Patients with severe CRES (grade >2) may experience seizures, motor weakness, incontinence, mental obtundation, increased intracranial pressure, papilledema, and cerebral edema.
Therefore, the guidelines include recommendations for the management of status epilepticus and raised intracranial pressure after CAR T‑cell therapy.
The researchers also devised an algorithm, known as CARTOX-10, for identifying neurotoxicity. (An existing general method didn’t effectively quantify the neurological effects caused by CAR T-cell therapies.)
CARTOX-10 is a 10-point test in which patients are asked to do the following:
- Name the current month (1 point) and year (1 point)

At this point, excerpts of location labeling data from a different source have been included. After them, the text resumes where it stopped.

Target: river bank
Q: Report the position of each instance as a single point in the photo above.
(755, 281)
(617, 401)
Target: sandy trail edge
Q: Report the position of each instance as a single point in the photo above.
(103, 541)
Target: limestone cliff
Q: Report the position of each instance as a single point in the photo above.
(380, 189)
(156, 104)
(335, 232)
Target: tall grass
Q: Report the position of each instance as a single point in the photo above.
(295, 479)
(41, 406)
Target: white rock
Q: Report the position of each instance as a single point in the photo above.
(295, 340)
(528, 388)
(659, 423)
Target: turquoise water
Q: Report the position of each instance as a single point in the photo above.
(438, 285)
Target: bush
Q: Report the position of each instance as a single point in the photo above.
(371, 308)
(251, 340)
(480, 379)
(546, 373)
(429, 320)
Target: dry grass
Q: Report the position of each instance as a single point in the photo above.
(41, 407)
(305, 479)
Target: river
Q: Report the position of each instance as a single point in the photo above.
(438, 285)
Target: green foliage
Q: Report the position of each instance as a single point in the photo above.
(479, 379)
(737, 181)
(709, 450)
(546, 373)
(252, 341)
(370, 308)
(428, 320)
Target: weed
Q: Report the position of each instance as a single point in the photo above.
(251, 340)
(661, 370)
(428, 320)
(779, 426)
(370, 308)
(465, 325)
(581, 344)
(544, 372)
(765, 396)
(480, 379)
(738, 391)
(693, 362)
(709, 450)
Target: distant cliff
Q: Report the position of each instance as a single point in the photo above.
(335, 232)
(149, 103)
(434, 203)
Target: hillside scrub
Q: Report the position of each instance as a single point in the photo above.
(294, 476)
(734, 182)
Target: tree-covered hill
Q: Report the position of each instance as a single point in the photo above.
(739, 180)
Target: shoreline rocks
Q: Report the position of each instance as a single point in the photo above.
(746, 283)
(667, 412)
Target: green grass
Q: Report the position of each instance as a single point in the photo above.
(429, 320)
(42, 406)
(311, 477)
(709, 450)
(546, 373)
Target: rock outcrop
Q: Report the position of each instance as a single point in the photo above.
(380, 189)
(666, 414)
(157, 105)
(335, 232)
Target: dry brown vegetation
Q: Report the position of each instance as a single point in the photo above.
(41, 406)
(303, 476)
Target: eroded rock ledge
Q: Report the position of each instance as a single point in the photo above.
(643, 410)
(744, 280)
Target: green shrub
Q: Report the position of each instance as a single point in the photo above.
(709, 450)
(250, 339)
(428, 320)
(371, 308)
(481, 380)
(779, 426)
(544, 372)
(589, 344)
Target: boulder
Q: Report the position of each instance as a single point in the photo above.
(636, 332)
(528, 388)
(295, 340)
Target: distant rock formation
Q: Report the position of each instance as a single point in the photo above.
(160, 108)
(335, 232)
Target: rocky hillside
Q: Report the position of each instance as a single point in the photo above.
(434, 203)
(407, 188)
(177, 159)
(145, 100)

- Name the city (1 point) and hospital they are in (1 point)
- Name the president/prime minister of their home country (1 point)
- Name 3 nearby objects (3 points)
- Write a standard sentence (1 point)
- Count backward from 100 by tens (1 point).
A perfect score indicates normal cognitive function. A patient has mild to severe impairment depending on the number of questions or activities missed.
Dr Neelapu and his colleagues believe their recommendations will be applicable to other types of cell-based immunotherapy as well, including CAR natural killer cells, T-cell receptor engineered T cells, and combination drugs that use an antibody to connect T cells to targets on cancer cells.
Researchers involved in this work have received funding from companies developing/marketing CAR T-cell therapies.